On trouve aussi Le grand Meaulnes, par ricochets. Lisant La maîtresse du lieutenant français de John Fowles, je tombe sur un passage où il rapproche son personnage d'une maîtresse de Thomas Hardy qui avait avec elle des relations semblables à celle qu'avait Alain-Fournier avec la femme qui lui a inspiré le personnage d'Yvonne de Galais (vous suivez). Pour Fowles l'échec de ces deux relations seraient dû aux différences sociales. Je vais donc essayer de relire Le grand Meaulnes à cette aune.
Un compte-rendu d'une biographie des Goncourt où est cité Germinie Lacerteux m'a donné envie de relire ce roman naturaliste vaguement crapoteux qui fit scandale à sa sortie en dépit de l'écriture chantournée de ses auteurs. On sait en outre qu'il reflétait plus ou moins l'étrange triangle que les deux frères et leur bonne constituaient.

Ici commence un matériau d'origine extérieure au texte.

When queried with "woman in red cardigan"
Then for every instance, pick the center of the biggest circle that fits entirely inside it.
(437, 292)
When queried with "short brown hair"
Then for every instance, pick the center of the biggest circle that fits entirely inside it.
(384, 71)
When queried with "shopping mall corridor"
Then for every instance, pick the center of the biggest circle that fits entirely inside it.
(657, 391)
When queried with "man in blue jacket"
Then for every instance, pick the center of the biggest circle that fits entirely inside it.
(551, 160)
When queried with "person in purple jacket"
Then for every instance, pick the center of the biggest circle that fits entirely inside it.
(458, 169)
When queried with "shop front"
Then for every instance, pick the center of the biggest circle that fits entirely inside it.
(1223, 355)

Il y a aussi le dernier livre de mon cher Javier Cercas. Dans ma jeunesse la littérature hispanique était essentiellement la littérature latino-américaine : on lisait Borgès, Carpentier, Cortazar, Garcia Marquez...D'auteurs espagnols contemporains, aucun ou peu s'en faut. Je crois que Cercas a été le premier et je l'ai découvert avec Les soldats de Salamine, inspiré par un épisode de la guerre d'Espagne,cette guerre qui m'a toujours fasciné comme les guerres carlistes et qui a beaucoup inspiré le romancier. Depuis j'ai à peu près tout lu de lui, ses romans-enquêtes où il est à la fois détective et écrivain. Son dernier roman, Indépendance, est un policier où un inspecteur de police enquête sur la pourriture de la bourgeoisie catalane indépendantiste. Rien ne peut plus me réjouir, moi qui voue aux gémonies les sécessionnistes de la généralité...En tout cas, j'ai découvert avec lui et quelques autres une riche littérature longtemps tenue sous le boisseau.

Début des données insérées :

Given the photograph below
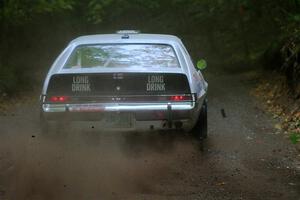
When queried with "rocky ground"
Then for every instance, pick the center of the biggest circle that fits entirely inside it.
(245, 156)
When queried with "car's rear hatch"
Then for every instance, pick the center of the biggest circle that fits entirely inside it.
(118, 87)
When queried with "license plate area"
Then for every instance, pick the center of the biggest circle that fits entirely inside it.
(118, 120)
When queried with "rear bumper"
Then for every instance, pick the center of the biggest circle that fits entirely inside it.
(167, 115)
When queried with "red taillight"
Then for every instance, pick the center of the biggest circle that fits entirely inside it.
(180, 98)
(59, 99)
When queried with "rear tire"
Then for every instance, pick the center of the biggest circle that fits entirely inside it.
(44, 124)
(200, 129)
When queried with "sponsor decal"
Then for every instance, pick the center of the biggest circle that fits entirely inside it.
(155, 83)
(81, 84)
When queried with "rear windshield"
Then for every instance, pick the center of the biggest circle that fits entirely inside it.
(123, 55)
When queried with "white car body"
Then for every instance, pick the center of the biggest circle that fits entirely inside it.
(173, 113)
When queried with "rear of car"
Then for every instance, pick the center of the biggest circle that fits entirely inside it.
(137, 82)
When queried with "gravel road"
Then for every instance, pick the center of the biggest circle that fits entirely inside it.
(244, 157)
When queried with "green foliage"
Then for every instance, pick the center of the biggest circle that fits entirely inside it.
(295, 138)
(18, 12)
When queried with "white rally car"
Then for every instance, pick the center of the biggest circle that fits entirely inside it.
(126, 81)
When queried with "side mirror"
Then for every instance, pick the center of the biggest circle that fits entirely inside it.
(201, 64)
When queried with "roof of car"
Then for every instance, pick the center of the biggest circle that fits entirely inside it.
(125, 38)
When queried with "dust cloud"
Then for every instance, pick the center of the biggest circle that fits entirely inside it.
(86, 164)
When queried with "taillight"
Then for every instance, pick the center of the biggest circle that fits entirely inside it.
(180, 98)
(59, 99)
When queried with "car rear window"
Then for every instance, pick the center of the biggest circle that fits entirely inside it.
(122, 56)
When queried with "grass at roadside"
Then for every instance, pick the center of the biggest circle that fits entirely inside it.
(274, 93)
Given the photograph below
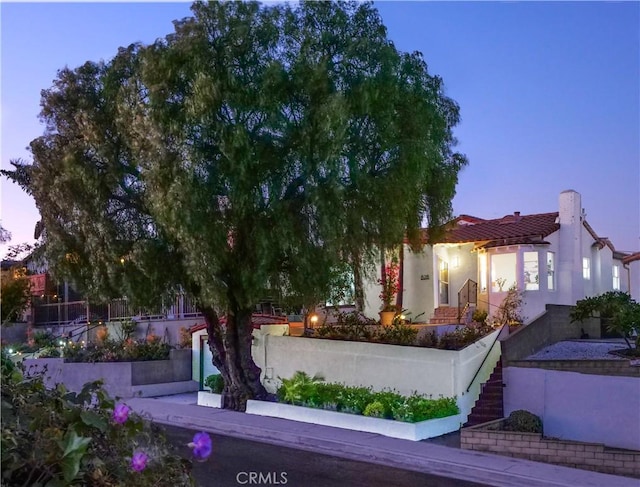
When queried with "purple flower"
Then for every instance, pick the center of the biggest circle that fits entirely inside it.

Enfin une auteure (c'est comme ça qu'on dit maintenant)! bon, voilà une phrase un peu provocatrice, mais je m'explique. Dans ma jeunesse Virginia Woolf représentait, avec Duras, une littérature dont beaucoup d'entre nous, jeunes gens, nous gaussions, et nous n'étions pas loin de dire que c'étaient des romans de bas-bleus pour les bas-bleus quand nous ne disions pas pire...). Puis je suis venu à Duras par l'Indochine et par son cinéma (enfin, n'exagérons pas, seulement India song). Pour Virginia Woolf ce fut un peu plus tardif. Un jour je suis devenu sensible à ces descriptions de la nature (les Anglais y réussissent admirablement), je n'ai plus été gêné par l'absence d'intrigue dans ses romans, j'ai apprécié la subtilité des dialogues de ses personnages dans de grandes maisons de campagne entre parties de tennis et thés. En un mot je vais relire Les vagues dont j'ai à peu près tout oublié et dont je sens que j'en tirerai du plaisir.
Enfin, il y a aussi un polar mâtiné de S-F : Diagnostic à haut risque de Patrick Guillain. Je lis peu de polars et encore moins de S-F, mais ma femme me l'a recommandé et je connais l'auteur par ricochet (ma vie est pleine de ricochets). Et puis, tiens, je vais vous appâter. Au seuil du livre, l'auteur nous avertit : celui-ci a été écrit avant que ne se répande le covid et toute ressemblance...C'est ce qui s'appelle avoir eu le nez creux, ce qui est bien le moins pour un chercheur.